If we are to believe that Brown's entire journey into the woods was a dream ["Had Goodman Brown fallen asleep in the forest, and only dreamed a wild dream of a witch-meeting?. ."], and these experiences are only a product of his imagination, what was he supposed to learn from his experience?
I honestly do not believe that Young Goodman Brown is not supposed to learn anything. From the narrative, it is clear that Brown is aware that he is doing the wrong thing when he decides to venture into the forest at night despite his wife begging him not to go.
What lessons are readers supposed to learn from Brown's experience?
From the story, the readers learn that every aspect of life has both good and evil parts. The journey of Goodwin Brown opened his eyes to the evil that exists in the world. This revelation results in the loss of his innocence as he comes into the realization that there is no containing evil as it is apparent in every situation.
What role does religion play in Brown's life before the "dream," during the "dream," and after he "wakes"?
Before the dream, Goodman Brown is a devout Christian, and he even states that his family stems from a long generation of martyrs. Religion plays a significant role in Brown's life before, as he derives strength from his faith in his religion. During the dream, Brown relies on his belief for strength and comfort as he claims that he will stand firm against the devil before running into the forest to 'rescue' Faith whom he believes was taken against her will. However, after Brown wakes from his dream, his attitude towards religion changes. He becomes a person who has lost faith due to his inability to trust the honesty of the religion's believers.
Is Brown as much a hypocrite as he believes the Deacon to be at the story's end? Why or why not?
No, Brown is not as hypocritical as he believes the deacons to be since he was very affected by his dream. When he felt that his faith had been shaken, he did not attend church, unlike the other members of the church who participated in the sermon even after they sinned.
Why doesn't Brown remove himself from the church?
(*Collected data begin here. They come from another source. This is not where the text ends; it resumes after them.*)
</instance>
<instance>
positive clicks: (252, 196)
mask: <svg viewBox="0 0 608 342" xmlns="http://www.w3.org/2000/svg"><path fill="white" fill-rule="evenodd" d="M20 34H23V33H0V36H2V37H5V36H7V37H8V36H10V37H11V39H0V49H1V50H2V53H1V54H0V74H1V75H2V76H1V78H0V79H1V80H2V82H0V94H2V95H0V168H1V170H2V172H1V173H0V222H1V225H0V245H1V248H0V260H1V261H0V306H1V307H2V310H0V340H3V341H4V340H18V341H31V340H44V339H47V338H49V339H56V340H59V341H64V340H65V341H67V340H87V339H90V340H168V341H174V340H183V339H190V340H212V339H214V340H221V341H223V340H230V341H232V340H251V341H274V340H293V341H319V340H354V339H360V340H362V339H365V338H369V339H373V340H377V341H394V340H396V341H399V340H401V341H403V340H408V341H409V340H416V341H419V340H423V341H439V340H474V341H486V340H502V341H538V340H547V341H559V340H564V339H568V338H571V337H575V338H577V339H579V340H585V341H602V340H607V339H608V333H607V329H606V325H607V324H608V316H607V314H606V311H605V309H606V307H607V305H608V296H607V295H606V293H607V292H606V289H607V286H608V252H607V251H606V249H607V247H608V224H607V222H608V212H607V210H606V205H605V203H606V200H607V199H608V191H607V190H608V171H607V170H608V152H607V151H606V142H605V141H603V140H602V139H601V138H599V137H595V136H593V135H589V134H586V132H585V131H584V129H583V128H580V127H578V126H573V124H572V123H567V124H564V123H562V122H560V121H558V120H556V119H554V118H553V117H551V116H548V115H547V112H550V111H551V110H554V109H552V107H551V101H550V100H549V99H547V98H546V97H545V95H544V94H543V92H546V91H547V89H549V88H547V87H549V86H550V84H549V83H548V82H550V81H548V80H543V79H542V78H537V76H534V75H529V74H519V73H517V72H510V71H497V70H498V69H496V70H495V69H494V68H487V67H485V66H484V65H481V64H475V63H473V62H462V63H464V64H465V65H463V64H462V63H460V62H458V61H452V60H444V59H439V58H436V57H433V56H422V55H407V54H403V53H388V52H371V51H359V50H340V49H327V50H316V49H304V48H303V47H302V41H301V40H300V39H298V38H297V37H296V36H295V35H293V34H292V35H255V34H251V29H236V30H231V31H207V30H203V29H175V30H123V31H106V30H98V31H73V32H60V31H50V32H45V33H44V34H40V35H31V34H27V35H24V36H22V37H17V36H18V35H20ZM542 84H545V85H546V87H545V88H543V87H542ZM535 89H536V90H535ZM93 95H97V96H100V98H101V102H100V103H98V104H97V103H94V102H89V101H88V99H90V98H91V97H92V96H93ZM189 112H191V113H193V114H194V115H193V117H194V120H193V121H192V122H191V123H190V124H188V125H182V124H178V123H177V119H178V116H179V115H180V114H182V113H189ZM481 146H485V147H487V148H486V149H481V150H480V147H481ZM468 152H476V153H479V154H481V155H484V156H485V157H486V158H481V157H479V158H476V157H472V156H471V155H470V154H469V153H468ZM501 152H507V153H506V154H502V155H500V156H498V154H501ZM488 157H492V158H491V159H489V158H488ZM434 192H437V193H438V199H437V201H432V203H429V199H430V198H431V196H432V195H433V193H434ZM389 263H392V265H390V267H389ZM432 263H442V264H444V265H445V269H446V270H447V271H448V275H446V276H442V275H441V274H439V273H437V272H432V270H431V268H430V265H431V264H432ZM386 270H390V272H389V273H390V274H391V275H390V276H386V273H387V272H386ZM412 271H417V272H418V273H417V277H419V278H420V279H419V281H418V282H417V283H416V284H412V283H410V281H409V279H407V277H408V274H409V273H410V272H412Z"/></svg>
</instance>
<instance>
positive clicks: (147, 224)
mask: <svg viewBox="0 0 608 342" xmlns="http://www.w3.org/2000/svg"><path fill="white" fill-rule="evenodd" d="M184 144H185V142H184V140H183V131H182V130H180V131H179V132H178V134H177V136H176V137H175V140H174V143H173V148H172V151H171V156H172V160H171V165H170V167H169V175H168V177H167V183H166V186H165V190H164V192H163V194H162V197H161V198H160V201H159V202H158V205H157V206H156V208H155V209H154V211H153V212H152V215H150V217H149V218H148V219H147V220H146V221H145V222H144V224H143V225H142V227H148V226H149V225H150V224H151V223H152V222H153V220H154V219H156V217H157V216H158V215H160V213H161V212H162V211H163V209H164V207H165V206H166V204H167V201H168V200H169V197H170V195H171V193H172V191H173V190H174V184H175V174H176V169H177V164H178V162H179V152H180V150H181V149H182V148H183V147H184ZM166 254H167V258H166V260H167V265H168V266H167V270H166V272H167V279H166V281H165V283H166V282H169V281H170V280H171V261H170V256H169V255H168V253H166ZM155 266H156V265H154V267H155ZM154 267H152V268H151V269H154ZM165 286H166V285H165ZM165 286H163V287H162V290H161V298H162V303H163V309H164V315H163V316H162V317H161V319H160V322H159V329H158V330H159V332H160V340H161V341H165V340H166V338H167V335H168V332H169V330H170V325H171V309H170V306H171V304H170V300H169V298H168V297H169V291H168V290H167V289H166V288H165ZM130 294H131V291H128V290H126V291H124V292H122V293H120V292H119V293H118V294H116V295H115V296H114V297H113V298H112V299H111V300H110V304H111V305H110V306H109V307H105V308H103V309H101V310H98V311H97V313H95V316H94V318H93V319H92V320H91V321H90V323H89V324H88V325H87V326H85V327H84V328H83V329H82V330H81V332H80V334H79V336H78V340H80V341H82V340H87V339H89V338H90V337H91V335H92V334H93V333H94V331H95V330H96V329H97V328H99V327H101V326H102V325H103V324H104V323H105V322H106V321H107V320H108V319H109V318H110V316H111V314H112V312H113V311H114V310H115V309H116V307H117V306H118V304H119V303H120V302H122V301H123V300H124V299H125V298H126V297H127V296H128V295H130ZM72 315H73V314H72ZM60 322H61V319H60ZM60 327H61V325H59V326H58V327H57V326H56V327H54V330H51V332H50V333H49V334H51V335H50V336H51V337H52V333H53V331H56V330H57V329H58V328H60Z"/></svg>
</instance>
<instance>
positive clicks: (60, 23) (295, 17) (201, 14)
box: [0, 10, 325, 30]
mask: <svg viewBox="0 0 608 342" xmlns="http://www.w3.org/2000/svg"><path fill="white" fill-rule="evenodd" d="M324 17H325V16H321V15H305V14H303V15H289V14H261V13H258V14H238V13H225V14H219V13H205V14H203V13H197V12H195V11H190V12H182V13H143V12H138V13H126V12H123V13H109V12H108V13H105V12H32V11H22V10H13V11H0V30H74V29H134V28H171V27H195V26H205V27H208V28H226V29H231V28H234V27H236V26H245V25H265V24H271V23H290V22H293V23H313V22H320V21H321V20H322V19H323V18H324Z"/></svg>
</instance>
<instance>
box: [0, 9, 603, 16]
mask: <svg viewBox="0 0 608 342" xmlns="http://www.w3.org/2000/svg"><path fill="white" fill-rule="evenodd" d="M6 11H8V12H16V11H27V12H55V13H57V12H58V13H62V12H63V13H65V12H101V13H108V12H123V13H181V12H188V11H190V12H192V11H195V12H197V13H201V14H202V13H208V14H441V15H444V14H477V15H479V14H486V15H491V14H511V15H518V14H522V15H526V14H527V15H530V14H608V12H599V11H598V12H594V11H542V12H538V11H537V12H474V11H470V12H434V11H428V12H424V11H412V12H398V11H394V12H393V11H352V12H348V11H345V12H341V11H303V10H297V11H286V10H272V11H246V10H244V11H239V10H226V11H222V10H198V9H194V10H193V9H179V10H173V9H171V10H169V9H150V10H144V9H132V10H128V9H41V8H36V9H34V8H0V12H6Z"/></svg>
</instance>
Brown does not remove himself from the church since he is uncertain whether his experience was real, or it was a dream. Furthermore, the fact that his family still came from a long line of respected martyrs prevented him from deserting the church.
If Brown is so appalled at his wife's apparent involvement, why doesn't he divorce her?
I believe that Brown did not divorce his wife is because he thought that she was pure and destined for heaven. He believes that his wife kept his faith steady. However, when he witnessed the corruption of Faith, he finally believes that the heart of man can be corrupted by evil.
Why is Brown's journey described in the beginning as an "evil purpose"?
The purpose of Goodman Brown's journey was identified as evil because he was doing something wrong. Brown believed that he was going to the forest to attend a witch meeting even though his wife begged him not to go. Even the aspect of going to the woods at night for the people was wrong.
Identify a quote that you think is significant with regard to the story's moral or message. Explain why the quote is important and how it would effectively represent the story.
"There may be a devilish Indian behind every tree. What if the devil himself should be at my very elbow!" (Hawthorne 1). This quote is essential as it indicates that even the holiest man can face temptations from the devil. The quote effectively represents the story as it points out that everyone is vulnerable to temptations from the devil.
Hawthorne, Nathaniel. Young Goodman Brown and Other Tales. OUP Oxford, 1998.